The DLX has a simple
32-bit load/store architecture and emphasises a design for a pipelining efficiency
and an easily decoded instruction set.
The DLX has thirty-two 32-bit general purpose registers (GPRs), named R0,
R1, ..., R31 (the value of R0 is always 0) and thirty-two 64-bit floating-point
registers (FPRs), named F0,F2,…,F30.
The DLX operations work on 32-bit integers and 32- or 64-bit floating point.
The memory is byte addressable with the Big Endian mode, the address is on 32
bits and the available addressing modes are the immediate one and
displacement one. Furthermore, all memory accesses must be aligned.
The instructions have a fixed length on 32 bits and can be broken down into
three subsets: I-type, R-type, J-type.
The DLX, like the MIPS design, bases its performance on the use of an
instruction pipeline. The pipeline contains five stages:
• IF – Fetch unit
• ID – Decode unit
• EX – Execution unit
• MEM – Memory unit
• WB – Write back unit
In this project I have refined the DLX processor from RTL down to the
synthesis and to the physical design phase. My project consists of four modules
connected together according to the structural approach: a complex data path,
an hardwired control unit, a data memory and an instruction memory.
• Instruction subset: other than the basic instructions, the DLX is able to
perform 8 additional instructions (SEQ, SEQI, SGT, SGTI, SLT, SLTI, MUL
and partially the DIV).
• Data path: the microarchitecture is optimised so that the critical path and the
power consumption is reduced and most of the modules, from the basic ones
to the arithmetical ones, recall the ones analysed during classes (T2 ALU, P4 adder, Booth MUL, divider module with the nonrestoring
algorithm).
• Control hazard: the control unit is able to implement the static branch
prediction technique called “predict untaken”.

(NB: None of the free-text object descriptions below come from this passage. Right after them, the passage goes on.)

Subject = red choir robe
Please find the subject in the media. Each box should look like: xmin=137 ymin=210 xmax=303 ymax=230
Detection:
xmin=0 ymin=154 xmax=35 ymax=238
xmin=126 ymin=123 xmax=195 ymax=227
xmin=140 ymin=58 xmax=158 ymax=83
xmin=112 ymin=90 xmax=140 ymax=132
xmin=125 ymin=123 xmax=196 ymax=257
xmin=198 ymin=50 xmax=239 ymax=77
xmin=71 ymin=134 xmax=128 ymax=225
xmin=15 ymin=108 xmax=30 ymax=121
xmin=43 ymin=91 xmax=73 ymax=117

• Data hazard and forwarding: the hazard unit integrated in the decode stage is
able to solve RAW, WAW hazards, while the forwarding unit integrated in the
execution stage is able to solve EX/MEM hazards and MEM/WB hazards.
• Power consumption: two main techniques have been applied in order to
reduce power, clock gating and guarded evaluation.
• Physical design: a complete and accurate physical design has been executed.